Wednesday, 16 September 2015

Bonhams Contemporary African Art Sale

Africa Now | Contemporary Africa

15 Oct 2015, starting at 14:00 BST.

Recommendations for what to buy at the African Art Sale at Bonhams in October 2015

Video of the Tunisian Artist | Abderrazak Sahli

Firstly, these works are highly undervalued by the late Abderrazak Sahli and are certainly worth considering.


Abderrazak Sahli (Tunisian, 1941-2009)
Abstract I & II
each signed 'Sahli' (lower right)
oil on hessian laid to board
each 30 x 31cm x 12 3/16 in).(2)



  • Of Arabic ancestry, Abderrazak Sahli spent the majority of his life travelling between France and Tunisia. He embarked on a career in the visual arts in the 1960s, prompted by his friend and mentor Nejib Belkhodja, founder of the Tunis School of Art.

    Sahli's abstract paintings are inspired by the decorative patterns and design elements of North Africa's architecture. However, they also draw upon the Abstract Expressionist and Russian Suprematist art that he encountered in Paris.
    The artist strips back his subjects to their bare essentials of shape, colour and form. He described his work thus:

    "My painting is principally based on a multitude of objects and forms; it translates diversity. The clutter of objects in my canvases is nothing but a representation of the crowd, the dense crowd that is force and movement."
Lot 26
Abderrazak Sahli
(Tunisian, 1941-2009)
Abstract I & II (2)
£3,000 - 5,000
€4,100 - 6,800

and this work by Jane Alexander from South Africa.


Jane is one of the leading artists in South Africa and a dominant figure within the world of Contemporary African Art and the Art World in general.

Jane Alexander (South African, born 1959)
'Harbinger in correctional uniform, lost march'
inscribed with title, numbered 49/60, dated '2007' and signed (verso)
pigment inks on archival cotton rag paper
46 x 56cm (18 1/8 x 22 1/16in).(image size)



  • Born in Johannesburg, Jane Alexander works primarily in sculpture, installation and photomontage.
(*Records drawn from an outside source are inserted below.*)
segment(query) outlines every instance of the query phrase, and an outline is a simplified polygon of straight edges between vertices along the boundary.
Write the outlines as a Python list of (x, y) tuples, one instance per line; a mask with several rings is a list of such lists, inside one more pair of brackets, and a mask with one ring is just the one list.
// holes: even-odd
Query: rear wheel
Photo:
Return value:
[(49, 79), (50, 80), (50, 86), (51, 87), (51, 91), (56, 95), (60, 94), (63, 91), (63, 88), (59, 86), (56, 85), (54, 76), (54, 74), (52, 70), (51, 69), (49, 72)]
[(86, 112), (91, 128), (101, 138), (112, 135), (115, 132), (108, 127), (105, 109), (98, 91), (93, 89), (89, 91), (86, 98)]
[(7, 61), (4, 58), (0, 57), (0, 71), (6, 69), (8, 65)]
Her figures are characterised by ambiguity; neither one thing nor the other, they are in a constant state of mutation. Her best-known work, Butcher Boys in the collection of the South African National Gallery, tackles the history of apartheid and the politics of so called 'integration'. The boys' features are an amalgamation of the human and bestial. The sculpture is an uncomfortable reminder of our tendencies towards violence and oppression.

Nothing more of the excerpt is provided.